PAMA’s role in the COVID-19 testing disaster

COVID-19
April 6, 2020

We all know that COVID-19 is putting a huge strain on the entire healthcare system. Hospitals are overrun with acute cases for COVID-19. The ability to test and detect COVID-19 is crucial to understanding how the virus is spreading and what steps are needed to contain this ever growing pandemic.
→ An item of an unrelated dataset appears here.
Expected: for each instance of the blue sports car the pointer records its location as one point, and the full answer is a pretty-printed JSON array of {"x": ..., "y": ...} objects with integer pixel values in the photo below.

As of March 25, Quest Diagnostics had about 160,000 COVID-19 test orders waiting to be processed. This amounts to about half of the 320,000 total orders for tests the company had received up to that date. How did we end up turning our nation's entire diagnostic capability into duopoly - where Quest and Labcorp have ultimately held  Americans’ laboratory testing hostage? 

The answer is quite simple, but more despicable - the nation's largest health plans lobbied Congress to unfairly target independent clinical laboratories to concentrate power with Quest and Labcorp who secretly share patient’s lab results with them and without the knowledge of their patients. 

What is PAMA?

On June 17, 2016, the Centers for Medicare and Medicaid Services (CMS) announced the release of its final rule, implementing section 216(a) of the Protecting Access to Medicare Act of 2014 (PAMA), which requires reporting entities (independent laboratories) to report private payer fees paid for laboratory tests. Those fee amounts were then to be used to calculate Medicare laboratory payment rates. The final rule also announced CMS’ decision to move the implementation date for the private payer rate-based fee schedule to January 1, 2018. The problem with this logic is that unlike hospitals that receive a percentage of billed charges, independent clinical laboratories always get a percentage of the Medicare/CMS fee schedule from commercial payers. As Medicare payments are reduced, commercial payments to independent labs continue to drop. The result is routine testing is not financially viable and many independent clinical laboratories have been forced to close their doors.  

On January 1, 2018, CMS published the new clinical laboratory fee schedule, reducing Medicare laboratory test reimbursement 40-50%. This has trickled down to commercial payers and resulted in mass closures of clinical laboratories. As we've seen with the COVID pandemic, we lack the capacity for testing and without testing our economy is now headed into a depression. 

The lack of widely available COVID-19 testing is a direct result of failed Congressional policy that unfairly targeted independent clinical laboratories and resulted in small rural and regional hospitals and independent clinical laboratories to shutdown and drastically reduce testing services. 

We must strengthen our nation’s diagnostic capabilities.  

Congress must pass legislation to reverse the aggressive reduction (PAMA) in the clinical laboratory fee schedule to ensure independent clinical laboratories are able to continue to serve as a community resource for years to come, even after the immediate threat of this pandemic passes. We will not have a strong and cost effective health care system without them. 

We’ve launched a petition to call on Congress to support laboratories in their goal of servicing the peoples’ need for rapid turnaround time of COVID-19 and other routine lab testing.  https://www.change.org/Petition_Reverse_PAMA_Cuts_Labs 

As everyone works together to fight the COVID-19 pandemic, independent clinical laboratories continue to play a vital role in providing care to patients and by providing rapid turnaround of laboratory testing to physicians and hospitals.